PostgreSQL: Use a specialized Result object to defer retrieval of values #33312

larskanis · 2018-07-07T12:21:38Z

PG::Result stores values received from the database internally in a compact memory format. When the value is accessed, it is converted to a ruby string or casted to another ruby object.

While ActiveRecord::Result enforces the conversion of all rows and columns to ruby objects, this implementation defers conversion to when the single value is accessed. Therefore ActiveRecord::ConnectionAdapters::PostgreSQL::Result and PG::Tuple store a reference to the PG::Result object.

PG::Tuple caches all values after being materialized. It detaches the PG::Result object, when all columns have been materialized or when the object is marshaled.

The new Result object is disabled for pg versions < 1.1. This is because PG::Tuple is not yet available in older versions and because keeping the PG::Result around can lead to memory bloat with older pg versions. For the first issue I wrote a lightweight ruby implementation, but since it doesn't prevent memory bloat, I think it's best to make it pg-1.1 only.
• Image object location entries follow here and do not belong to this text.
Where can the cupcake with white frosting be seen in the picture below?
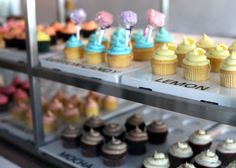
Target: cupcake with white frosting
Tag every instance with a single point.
(226, 150)
(207, 159)
(179, 153)
(200, 141)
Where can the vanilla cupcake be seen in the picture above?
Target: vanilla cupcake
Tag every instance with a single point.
(217, 56)
(164, 61)
(228, 71)
(158, 160)
(183, 48)
(196, 65)
(206, 43)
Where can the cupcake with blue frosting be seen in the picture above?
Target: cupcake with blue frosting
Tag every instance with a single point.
(73, 49)
(162, 37)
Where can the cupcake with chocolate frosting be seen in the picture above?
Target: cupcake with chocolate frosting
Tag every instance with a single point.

This speedups wasteful queries (without explicit selecting required columns) by up to 50%. Calling column_type/get_oid_type only for necessary columns has another small performance advantage even if all columns are used.
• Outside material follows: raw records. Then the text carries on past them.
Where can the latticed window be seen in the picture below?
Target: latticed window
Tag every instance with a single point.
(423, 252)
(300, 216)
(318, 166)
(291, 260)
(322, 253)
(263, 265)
pg-1.1.0 is not yet released, but I would like to get some feedback before. For now I patched the Gemfile to use pg from git.

cc @SamSaffron

rails-bot · 2018-07-07T12:21:53Z

r? @kaspth

(@rails-bot has picked a reviewer for you, use r? to override)

SamSaffron · 2018-07-08T22:58:28Z

I think to simplify the code here we should require PG 1.1 and up for Rails 6. I am pretty sure @matthewd / @rafaelfranca are fine with that.
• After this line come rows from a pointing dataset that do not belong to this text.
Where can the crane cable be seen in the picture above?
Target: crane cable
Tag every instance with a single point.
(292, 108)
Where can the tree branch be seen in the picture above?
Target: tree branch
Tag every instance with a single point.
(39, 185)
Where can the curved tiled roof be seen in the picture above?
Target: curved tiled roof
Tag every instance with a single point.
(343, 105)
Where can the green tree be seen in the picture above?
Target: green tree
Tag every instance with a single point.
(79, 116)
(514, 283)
SamSaffron · 2018-07-08T22:59:40Z

activerecord/lib/active_record/connection_adapters/postgresql/result.rb

+      @columns = @pg_result.fields
+    end
+
+    def initialize_copy(other)


hmm what is going on with this blank method?

This is called from the query cache. I'm uncertain why some of the data (not a deep copy of all the values) is duped in AR::Result. They are treated as read-only, so that there should be no need to dup them. Removing initialize_copy from AR::Result doesn't raise any failure in rake test:postgresql or rake test:sqlite3. I only added this method because I derived the class from AR::Result to satisfy some class based tests, but the base method isn't suitable for PostgreSQL::Result.

We could dup ruby objects here as well as kind of precaution. At least PG::Result is immutable, so that it doesn't need to be copied.

hmmm @tenderlove does it make sense to break off from this interface in Rails 6.0 and remove this. It is very odd. ... @larskanis at a minimum we should add a comment explaining why it is no-op.

SamSaffron · 2018-07-08T23:02:43Z

This is awesome so excited about this change!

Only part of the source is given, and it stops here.